Deborah Goodrich Royce is a spinner of tales residing in Riverside intent on capturing the reader page by page. With her waterside view, writer Royce is able to harvest ideas for her story lines from the varied landscape of her life. Such is how her third and latest novel “Ruby Falls” took shape.
“My father is from Tennessee,” says Royce, “from a town called Dickson, which is near Nashville… So, every summer we did a pilgrimage from Detroit [their home] down south.” Their destination was Lookout Mountain, Chattanooga, with its enduring tourist attraction located deep inside Lookout Mountain, “Ruby Falls,” featuring “the tallest and deepest underground waterfall open to the public in the United States.” Royce visited only once, age six with her dad, but that visit in that deep dark cave left an indelible memory. “It did scare the bejesus out of me,” she says.
Her novel kicks off with Ruby’s father suddenly taking leave of her in that cave, never to be seen again. Royce defines “Ruby Falls” as a “psychological thriller” as was her first novel (2019), “Finding Mrs. Ford,” but with “gothic tones.” Think Daphne Du Maurier’s “Rebecca” with its haunting characters. “I love all those Victorian Gothic stories,” she tells.
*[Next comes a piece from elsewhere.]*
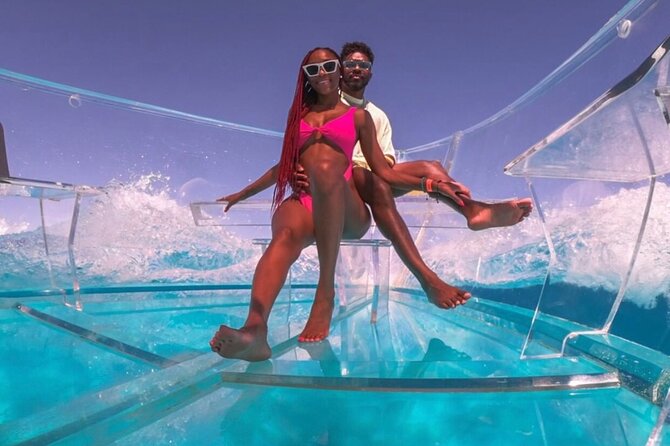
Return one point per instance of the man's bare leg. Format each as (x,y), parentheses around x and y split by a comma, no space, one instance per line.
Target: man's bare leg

That six-year-old character is named Ruby, from Eleanor Ruby Russell, she writes, “in the way that Southerners do, being extremely fond of middle names.” Ruby grows up with that childhood trauma and inevitable flashbacks, becomes an actress, then marries a man she meets in Italy she hardly knows who is half British, half Chinese, with the odd name of Orlando Montague.
Royce began her career as an actress in the soap opera, “All My Children” in the 1980’s, and still marvels at the day she arrived at her first studio, Paramount Pictures in Hollywood, “Those gates took my breath away.”
The story unfolds with the young couple starting out in Hollywood, where Ruby has a starring role in a dark Hitchcock remake, not surprisingly of “Rebecca.” Their first home they find in Hollywood Hills is a rose-covered cottage on Primrose Lane. “I lived in that house,” says Royce. “There was a crazy cat lady across the street…a twin house next door.” All gone now, but very much alive in the plot of Ruby Falls.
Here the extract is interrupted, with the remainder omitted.